Hi Carlus,
> I have been working with JMS Queues and Topics for a number of years now. In that environment, the producer is guaranteed that the message is durable and persisted once the message arrives on the queue. If the message doesn't arrive on the queue, an exception is thrown and the producer can react to that exception. In disruptor, this does not seem to be the case. The producer would never know if a message arrived successfully or not, since there is not an "ack" back to the producer.
>
> Is there any recourse? Is there any design pattern that can be used to guarantee that messages are "received" by disruptor? Off of the top of my head, the only thing I can think of is fronting it with a queue, but that kind of defeats the whole purpose of the architecture, :D.
There are multiple levels of guarantee that you should separate here:
1. Under normal operation
2. Under a software failure (eg an exception in one of the consumers)
3. Under hardware failure (eg pulling the plug unexpectedly)
Under normal operation we get the guarantee that every event is processed by every consumer (almost by definition).
Under a software failure, you need to start making policy decisions. If a consumer encounters an exception it will defer to the ExceptionHandler it has been set up with (disruptor.handleExceptionsWith is the method that sets this up I think). By default this uses a FatalException handler which will stop the consumer and no further events will be processed. You can however use any exception handling policy you want - so it could either continue with the next message, or use custom code to notify the producer etc.
Under hardware failure you can only preserve messages in one of two ways:
1. Consider a message received when it is journaled to disk (and flushed!). You may still lose messages that were in flight across the network or read from the network and not yet journalled.

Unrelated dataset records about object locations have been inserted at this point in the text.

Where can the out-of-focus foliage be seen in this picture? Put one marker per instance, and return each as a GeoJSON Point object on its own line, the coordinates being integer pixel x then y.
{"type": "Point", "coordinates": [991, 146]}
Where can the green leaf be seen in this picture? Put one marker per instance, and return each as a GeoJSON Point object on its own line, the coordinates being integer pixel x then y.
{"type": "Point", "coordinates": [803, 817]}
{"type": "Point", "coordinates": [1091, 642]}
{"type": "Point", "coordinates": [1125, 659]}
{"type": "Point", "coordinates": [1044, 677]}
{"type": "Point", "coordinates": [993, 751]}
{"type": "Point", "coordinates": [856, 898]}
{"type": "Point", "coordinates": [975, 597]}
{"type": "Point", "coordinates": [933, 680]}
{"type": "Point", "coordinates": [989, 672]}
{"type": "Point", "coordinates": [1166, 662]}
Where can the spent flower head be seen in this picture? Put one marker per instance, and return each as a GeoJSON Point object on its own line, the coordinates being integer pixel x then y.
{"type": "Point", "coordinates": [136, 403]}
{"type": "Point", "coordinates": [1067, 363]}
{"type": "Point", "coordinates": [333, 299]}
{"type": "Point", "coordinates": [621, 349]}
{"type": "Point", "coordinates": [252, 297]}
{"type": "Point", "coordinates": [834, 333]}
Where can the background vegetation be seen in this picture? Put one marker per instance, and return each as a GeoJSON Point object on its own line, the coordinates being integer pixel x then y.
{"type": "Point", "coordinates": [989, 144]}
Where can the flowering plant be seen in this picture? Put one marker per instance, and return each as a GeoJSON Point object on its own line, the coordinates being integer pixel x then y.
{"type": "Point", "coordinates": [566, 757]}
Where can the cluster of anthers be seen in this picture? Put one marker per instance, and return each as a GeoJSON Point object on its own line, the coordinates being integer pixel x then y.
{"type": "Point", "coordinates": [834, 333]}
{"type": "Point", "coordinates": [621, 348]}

2. Build a network protocol that supports replay. For example, at LMAX each event sent over the network includes the ring buffer sequence number - if the receiver gets message 20 but hasn't yet received message 19, it will NAK back to the sender requesting that 19 be sent. Using this system, when the hardware failure is resolved the service starts back up and automatically requests a replay of any messages it missed.
There's nothing really built into the disruptor that does all this stuff for you (because the approach you should take varies so much depending on your exact requirements) though the ring buffer sequence number is a very useful unique ID for messages - LMAX uses it all over the place for this kind of thing.